High-tech sound stages: The building has three sound stages with a total of more than 8,000 square feet of Hollywood-level space. Two smaller stages are designed for teaching, and the largest one is built up to full, professional cinematic quality.
“If you came off a Marvel lot in Atlanta and you came here, you wouldn’t find anything missing – the rigging, the power distribution, the acoustic insulation — everything is up to top-of-the-line standards,” said Jake Pinholster, founding director of the MIX Center and executive dean in the Herberger Institute.
“It’s one of the best — if not the best — academic sound stages in the country.”
Two screening rooms: The two rooms, one with 261 seats and one with 76 seats, off the lobby have Dolby Atmos sound and will be used for lectures and post-production work on films as well as public screenings.

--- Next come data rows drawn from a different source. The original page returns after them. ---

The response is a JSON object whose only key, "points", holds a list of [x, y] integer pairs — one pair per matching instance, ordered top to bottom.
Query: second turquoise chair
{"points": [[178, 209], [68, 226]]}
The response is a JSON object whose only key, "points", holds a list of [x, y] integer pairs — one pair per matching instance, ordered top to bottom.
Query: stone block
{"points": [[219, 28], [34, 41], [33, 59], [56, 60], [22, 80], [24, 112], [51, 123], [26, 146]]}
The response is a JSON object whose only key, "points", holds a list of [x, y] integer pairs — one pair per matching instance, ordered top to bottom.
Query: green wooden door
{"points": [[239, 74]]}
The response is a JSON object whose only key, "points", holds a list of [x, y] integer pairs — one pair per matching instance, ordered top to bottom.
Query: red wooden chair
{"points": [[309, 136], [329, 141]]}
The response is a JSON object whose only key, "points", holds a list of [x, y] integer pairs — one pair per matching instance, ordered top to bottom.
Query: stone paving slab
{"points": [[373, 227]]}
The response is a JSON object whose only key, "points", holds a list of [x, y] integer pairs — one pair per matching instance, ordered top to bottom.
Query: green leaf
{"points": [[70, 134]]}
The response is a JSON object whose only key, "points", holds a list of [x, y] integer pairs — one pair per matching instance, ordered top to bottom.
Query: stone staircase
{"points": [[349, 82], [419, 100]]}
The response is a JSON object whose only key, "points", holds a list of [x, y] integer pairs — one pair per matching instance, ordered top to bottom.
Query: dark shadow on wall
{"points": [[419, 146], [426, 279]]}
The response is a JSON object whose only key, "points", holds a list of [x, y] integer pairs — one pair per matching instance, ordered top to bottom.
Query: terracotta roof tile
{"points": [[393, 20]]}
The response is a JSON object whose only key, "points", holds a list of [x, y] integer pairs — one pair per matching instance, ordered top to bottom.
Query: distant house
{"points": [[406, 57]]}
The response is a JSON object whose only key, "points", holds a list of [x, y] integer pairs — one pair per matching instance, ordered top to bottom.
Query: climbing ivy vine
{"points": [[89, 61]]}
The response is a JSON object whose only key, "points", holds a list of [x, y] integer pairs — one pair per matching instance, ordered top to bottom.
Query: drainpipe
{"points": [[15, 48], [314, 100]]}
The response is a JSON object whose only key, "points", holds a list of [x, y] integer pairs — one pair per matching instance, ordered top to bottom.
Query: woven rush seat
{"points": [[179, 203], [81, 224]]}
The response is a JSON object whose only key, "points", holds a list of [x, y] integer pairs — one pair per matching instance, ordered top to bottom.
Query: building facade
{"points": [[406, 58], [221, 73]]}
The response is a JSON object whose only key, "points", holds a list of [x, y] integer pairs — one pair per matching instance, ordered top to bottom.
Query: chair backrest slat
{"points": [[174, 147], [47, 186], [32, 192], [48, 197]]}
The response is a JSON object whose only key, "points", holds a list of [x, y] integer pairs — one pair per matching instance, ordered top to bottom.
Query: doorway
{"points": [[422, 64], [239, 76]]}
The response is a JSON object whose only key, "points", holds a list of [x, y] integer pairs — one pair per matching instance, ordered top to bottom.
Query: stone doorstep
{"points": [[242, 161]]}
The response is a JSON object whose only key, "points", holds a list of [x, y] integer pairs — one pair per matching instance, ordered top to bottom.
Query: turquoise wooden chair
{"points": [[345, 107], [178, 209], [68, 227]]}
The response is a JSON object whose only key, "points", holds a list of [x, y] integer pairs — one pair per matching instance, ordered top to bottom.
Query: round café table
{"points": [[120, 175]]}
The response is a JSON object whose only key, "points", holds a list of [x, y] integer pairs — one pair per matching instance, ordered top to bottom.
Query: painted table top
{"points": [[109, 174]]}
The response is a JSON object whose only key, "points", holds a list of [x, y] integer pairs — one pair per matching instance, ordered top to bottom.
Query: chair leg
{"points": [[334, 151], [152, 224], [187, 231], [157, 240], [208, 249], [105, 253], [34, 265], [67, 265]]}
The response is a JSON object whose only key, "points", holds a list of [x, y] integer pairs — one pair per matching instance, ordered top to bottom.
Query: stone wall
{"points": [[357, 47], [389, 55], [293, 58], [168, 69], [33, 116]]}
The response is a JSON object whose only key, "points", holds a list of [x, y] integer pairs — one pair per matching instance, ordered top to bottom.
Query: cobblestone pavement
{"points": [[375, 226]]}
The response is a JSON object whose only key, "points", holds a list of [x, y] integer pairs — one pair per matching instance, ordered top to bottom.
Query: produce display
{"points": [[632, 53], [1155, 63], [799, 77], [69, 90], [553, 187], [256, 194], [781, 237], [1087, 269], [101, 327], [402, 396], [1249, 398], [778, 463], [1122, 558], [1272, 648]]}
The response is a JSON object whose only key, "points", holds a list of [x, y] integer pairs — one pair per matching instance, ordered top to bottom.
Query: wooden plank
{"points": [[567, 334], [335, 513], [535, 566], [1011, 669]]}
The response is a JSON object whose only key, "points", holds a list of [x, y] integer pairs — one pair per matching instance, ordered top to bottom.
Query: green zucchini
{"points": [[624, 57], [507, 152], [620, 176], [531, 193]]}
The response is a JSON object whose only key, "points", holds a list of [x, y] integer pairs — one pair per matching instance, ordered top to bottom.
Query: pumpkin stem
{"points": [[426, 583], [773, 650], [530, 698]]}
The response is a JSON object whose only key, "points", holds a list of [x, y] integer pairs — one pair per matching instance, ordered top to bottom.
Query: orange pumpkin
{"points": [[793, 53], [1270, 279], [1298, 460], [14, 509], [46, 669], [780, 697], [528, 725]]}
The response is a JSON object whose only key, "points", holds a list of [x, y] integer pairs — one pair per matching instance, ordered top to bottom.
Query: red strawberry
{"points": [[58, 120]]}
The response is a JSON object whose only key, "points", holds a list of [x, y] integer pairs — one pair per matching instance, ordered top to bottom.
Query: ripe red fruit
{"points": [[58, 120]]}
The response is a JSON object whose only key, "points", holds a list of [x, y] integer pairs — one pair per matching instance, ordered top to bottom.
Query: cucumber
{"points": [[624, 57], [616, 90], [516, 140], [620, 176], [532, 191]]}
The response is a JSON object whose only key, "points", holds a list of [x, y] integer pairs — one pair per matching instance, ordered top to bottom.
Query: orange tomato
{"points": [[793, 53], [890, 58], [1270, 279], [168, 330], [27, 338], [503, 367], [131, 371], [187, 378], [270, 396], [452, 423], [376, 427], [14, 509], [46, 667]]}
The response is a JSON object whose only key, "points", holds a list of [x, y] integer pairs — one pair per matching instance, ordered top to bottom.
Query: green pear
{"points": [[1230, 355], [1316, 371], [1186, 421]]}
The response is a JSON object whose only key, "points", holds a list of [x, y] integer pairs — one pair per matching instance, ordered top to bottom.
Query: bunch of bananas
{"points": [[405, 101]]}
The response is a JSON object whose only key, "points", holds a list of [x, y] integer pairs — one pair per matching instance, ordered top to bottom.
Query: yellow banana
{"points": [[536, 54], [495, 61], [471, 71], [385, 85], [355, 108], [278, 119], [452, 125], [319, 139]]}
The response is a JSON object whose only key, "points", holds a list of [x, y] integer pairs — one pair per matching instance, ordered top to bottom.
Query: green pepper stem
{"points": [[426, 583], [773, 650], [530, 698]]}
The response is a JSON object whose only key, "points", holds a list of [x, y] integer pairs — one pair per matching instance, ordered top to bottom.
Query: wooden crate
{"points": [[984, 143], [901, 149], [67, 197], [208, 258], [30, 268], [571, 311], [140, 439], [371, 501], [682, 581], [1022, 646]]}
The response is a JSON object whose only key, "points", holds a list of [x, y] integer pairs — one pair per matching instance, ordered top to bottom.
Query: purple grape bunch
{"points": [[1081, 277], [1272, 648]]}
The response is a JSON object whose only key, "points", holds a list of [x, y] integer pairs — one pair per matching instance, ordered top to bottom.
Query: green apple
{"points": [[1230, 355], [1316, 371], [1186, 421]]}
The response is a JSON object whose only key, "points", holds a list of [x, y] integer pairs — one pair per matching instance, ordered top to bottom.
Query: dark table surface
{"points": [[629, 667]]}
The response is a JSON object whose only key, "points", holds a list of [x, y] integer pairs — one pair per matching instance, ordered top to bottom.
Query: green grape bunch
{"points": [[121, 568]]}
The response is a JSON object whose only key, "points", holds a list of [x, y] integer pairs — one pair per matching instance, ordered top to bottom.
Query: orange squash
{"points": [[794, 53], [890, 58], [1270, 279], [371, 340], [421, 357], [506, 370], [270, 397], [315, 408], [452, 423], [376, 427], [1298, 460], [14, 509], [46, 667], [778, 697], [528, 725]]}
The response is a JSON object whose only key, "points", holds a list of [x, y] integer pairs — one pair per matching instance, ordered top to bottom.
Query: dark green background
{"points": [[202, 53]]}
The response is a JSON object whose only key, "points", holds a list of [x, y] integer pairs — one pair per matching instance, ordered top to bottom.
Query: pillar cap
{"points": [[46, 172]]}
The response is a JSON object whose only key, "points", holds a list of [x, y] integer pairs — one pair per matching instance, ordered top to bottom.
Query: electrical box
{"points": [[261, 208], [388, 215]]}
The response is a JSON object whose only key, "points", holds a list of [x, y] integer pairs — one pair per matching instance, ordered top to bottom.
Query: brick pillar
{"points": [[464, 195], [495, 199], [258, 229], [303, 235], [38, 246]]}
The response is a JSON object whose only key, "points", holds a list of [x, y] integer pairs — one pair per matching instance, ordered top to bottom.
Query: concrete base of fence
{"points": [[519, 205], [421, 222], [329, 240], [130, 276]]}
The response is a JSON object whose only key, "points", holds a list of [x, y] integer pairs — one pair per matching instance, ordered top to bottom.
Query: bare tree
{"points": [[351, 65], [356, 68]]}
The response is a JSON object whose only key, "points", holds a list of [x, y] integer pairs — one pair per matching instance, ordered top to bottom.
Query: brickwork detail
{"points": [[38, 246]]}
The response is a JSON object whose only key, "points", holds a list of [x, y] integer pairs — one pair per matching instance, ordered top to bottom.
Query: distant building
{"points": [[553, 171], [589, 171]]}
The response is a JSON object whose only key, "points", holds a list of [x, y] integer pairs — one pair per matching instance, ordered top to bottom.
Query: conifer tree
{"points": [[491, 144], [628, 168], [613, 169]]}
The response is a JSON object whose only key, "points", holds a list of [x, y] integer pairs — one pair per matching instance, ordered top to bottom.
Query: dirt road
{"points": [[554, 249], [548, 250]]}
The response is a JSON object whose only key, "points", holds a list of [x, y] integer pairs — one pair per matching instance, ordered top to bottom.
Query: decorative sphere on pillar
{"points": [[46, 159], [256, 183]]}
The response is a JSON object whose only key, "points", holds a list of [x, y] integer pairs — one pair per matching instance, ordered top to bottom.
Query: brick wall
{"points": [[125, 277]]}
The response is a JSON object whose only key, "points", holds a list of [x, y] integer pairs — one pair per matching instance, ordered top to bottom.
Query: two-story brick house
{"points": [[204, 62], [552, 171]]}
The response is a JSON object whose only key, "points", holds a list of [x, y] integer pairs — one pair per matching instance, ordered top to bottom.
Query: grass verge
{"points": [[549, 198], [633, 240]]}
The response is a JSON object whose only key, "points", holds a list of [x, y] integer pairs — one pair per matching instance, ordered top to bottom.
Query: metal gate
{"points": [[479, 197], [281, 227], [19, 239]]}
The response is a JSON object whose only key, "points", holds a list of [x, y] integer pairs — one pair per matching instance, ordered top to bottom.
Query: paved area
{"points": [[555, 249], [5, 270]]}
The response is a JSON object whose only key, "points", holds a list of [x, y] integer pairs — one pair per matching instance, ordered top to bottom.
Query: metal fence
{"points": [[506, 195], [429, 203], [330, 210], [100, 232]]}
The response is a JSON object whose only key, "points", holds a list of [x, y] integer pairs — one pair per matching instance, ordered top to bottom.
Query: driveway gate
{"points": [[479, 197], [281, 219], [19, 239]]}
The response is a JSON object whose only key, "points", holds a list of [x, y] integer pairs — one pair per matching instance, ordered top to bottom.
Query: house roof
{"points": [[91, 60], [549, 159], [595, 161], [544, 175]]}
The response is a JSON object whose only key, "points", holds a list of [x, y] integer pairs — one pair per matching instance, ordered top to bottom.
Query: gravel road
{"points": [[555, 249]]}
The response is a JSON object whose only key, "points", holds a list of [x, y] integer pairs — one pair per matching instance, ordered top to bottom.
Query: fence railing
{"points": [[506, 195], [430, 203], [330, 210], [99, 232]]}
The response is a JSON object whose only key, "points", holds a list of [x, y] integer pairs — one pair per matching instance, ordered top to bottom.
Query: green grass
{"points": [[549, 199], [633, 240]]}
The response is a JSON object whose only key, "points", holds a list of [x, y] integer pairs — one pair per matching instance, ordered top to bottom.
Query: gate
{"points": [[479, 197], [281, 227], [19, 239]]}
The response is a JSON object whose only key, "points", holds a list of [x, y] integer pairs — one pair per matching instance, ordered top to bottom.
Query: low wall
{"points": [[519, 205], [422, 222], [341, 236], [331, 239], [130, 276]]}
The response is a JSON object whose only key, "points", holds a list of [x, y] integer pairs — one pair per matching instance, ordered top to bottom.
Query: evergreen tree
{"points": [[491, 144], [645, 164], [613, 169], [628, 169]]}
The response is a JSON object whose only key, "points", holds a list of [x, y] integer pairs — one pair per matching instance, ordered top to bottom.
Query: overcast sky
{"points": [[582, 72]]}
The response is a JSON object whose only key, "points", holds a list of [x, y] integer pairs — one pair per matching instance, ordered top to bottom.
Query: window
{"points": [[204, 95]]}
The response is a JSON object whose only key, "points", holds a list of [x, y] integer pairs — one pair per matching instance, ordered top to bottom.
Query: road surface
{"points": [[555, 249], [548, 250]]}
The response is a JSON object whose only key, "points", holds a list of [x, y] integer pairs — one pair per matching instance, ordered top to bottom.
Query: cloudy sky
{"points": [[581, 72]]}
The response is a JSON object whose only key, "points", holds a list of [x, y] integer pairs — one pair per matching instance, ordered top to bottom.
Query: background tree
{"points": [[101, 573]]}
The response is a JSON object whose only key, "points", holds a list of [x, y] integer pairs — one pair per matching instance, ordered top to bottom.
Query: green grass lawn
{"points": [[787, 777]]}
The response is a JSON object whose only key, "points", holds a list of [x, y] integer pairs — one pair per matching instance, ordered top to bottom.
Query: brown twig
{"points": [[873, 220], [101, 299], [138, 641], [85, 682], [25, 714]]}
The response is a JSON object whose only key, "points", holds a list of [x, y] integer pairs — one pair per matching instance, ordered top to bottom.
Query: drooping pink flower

“Not only is it the best sound of any movie theater you’ve ever been in, it’s the level of sound where if you finish a movie in here, you get the Dolby Atmos stamp on it at the end,” Pinholster said.
Enhanced immersion studio: This three-story “black box” showcase space is for anything that is not entirely media-based, such as live performances and interactive installations. The studio hosted the MIX Center’s first public performance, “The Most Beautiful Home … Maybe,” an interactive theater experience.
The space can host installations, theatrical experiences, escape rooms, virtual reality experiences, 360-degree projections and sound installations.
“This room can do anything at the intersection of the digital and the physical,” Pinholster said.
Fabrication lab: A digital fabrication lab, one of the spaces open to the community, can create smaller-scale items with laser cutters, desktop millers and vinyl cutters, as well as several 3D printers.
Production shop: A production shop down the hall has a computer-controlled plasma cutter, plus a machine that uses a high-pressure jet of water mixed with grit that can precisely cut through metal that’s up to half an inch thick. That space can manufacture larger pieces for theater and film scenes, as well as large-scale public art pieces.